Ruth here. Kippy is so pathetic it makes me nauseous. She just told me that sometimes she gets lonely before bed and talks out loud to me like I’m there, like a fucking prayer, like I’m some god or something!!! If we lived anywhere else, like any place remotely interesting, I’d have way more options, and she and I wouldn’t even know each other.

I’m not sure if it was worth the effort. What did I even do to make Ruth so mad at me that day?

A door slams. “Hello?” Dom calls. “Honey, are you back in the bathroom again? Where’s Mrs. Fried? I’ve got that candy bar—did she leave already? I didn’t know which kind she wanted so I got a bunch.”

“Just a second!” I call.

Today I told Kippy to get a hobby so it’s not so obvious she’s crushing on me. I flat-out said, “You’ve got too much time on your hands. It’s like the corners of your mouth get wet whenever I’m around.” I can’t fucking take care of her anymore.

I don’t even remember her saying that.

Personally I don’t even know who she’s more jealous of—me for having a boyfriend, or Colt for having me. Like, whenever we try to include her in things all she does is stare at us while we make out. We’ll be bowling and I’ll be on his lap not even doing anything, and all of a sudden Kippy will be all, “Hey, I thought we were having a sleepover?” Seriously, girl, what a buzz kill.

I get off the toilet seat and stretch out on the bathroom floor, pressing my cheek against the cool tiles, waiting for something to happen. But for some reason there isn’t any urge to cry, just a silent weight behind my stomach, near my spine, and a hardness in my jaw. Everything feels okay, empty even, and I suddenly can’t remember anything about Ruth except for that cocky look in her eyes every time she told me to grow up.

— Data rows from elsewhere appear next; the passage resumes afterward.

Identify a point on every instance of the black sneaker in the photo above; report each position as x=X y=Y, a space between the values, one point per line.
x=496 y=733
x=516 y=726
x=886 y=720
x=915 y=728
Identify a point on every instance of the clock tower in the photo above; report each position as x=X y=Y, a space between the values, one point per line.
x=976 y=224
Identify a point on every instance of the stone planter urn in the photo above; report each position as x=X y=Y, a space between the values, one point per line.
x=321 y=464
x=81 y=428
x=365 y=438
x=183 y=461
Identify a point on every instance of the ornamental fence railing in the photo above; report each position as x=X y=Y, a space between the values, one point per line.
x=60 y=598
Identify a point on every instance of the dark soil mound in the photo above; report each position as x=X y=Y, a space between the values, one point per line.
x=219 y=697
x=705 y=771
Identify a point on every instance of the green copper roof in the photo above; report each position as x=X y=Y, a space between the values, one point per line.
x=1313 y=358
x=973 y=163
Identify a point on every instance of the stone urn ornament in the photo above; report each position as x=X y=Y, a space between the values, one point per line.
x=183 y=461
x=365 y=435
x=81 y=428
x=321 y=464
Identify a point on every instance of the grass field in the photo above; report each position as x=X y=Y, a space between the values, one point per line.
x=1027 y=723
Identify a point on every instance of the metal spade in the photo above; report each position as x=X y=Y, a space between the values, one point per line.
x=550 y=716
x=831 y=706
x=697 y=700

“Chicken?” Dom says. From the sound of it, he’s pressed up against the door again. “I’ve got a Mars Bar, Snickers, a thing of M&M’S—”

“I’m not hungry!”

I’m going to transcribe one more sentence and if it isn’t something nice I’m setting the whole thing on fire.

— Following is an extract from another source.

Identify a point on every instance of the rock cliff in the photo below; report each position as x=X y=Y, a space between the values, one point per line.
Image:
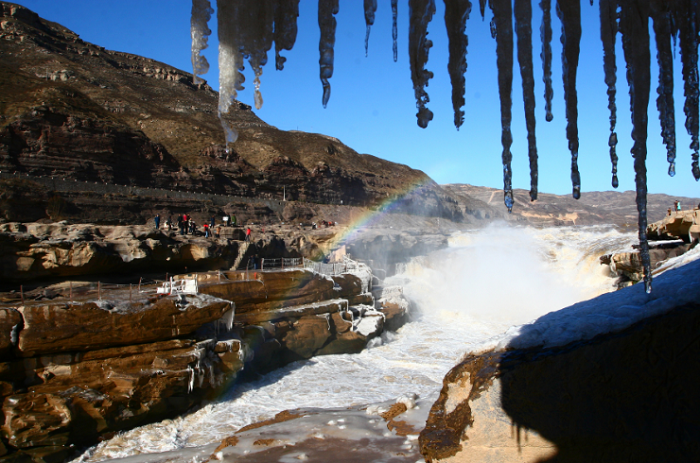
x=611 y=379
x=82 y=366
x=74 y=110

Ruth here . . . made out with Jim Steele today. Officially cheating on Colt

Okay, seriously, what the heck. For the record, Jim Steele is, like, one hundred years old. Well, fifty, but still, ew. Rumor is he used to be some badass New York lawyer who came back to the Midwest to remind himself what life’s about, but that doesn’t change the fact that he’s practically a grandpa. He’s got a bunch of sisters in Friendship—he grew up here, I guess—so he’s got tons of nieces and nephews. People call him Uncle Jimmy, which, given the fact that he was making out with Ruth, is probably just as perverted as it sounds. Mostly I can’t believe she never told me.

There’s a knock on the door. “Chompers?”

“Go away,” I snap, and roll onto my back. The memorial service is in three hours and I’m all out of ideas. I mean, Ruth was my best friend, but what are you supposed to say about someone who lies and sometimes secretly hates you and also hooks up with old men? Someone who you’ve already been trying not to be mad at for being dead in the first place?

STUFFED

Friendship, Wisconsin, has a population of 689 people—well, technically it’s 688 now, I guess. Anyway it feels like pretty much everyone is at the memorial service. The fact that Ruth’s family is Jewish—the only Jewish family in town, actually—means they’re having the memorial at Cutter Funeral Home instead of at a church. There’s a line out the door that wraps all the way around the sidewalk. About fifty people are just milling about on the front lawn, occasionally standing on their tiptoes, trying to see what’s going on inside. I’m just sort of standing there, watching them—my arms wrapped around the food we brought and the wind whipping through my tights. I’d pretty much rather be anywhere else.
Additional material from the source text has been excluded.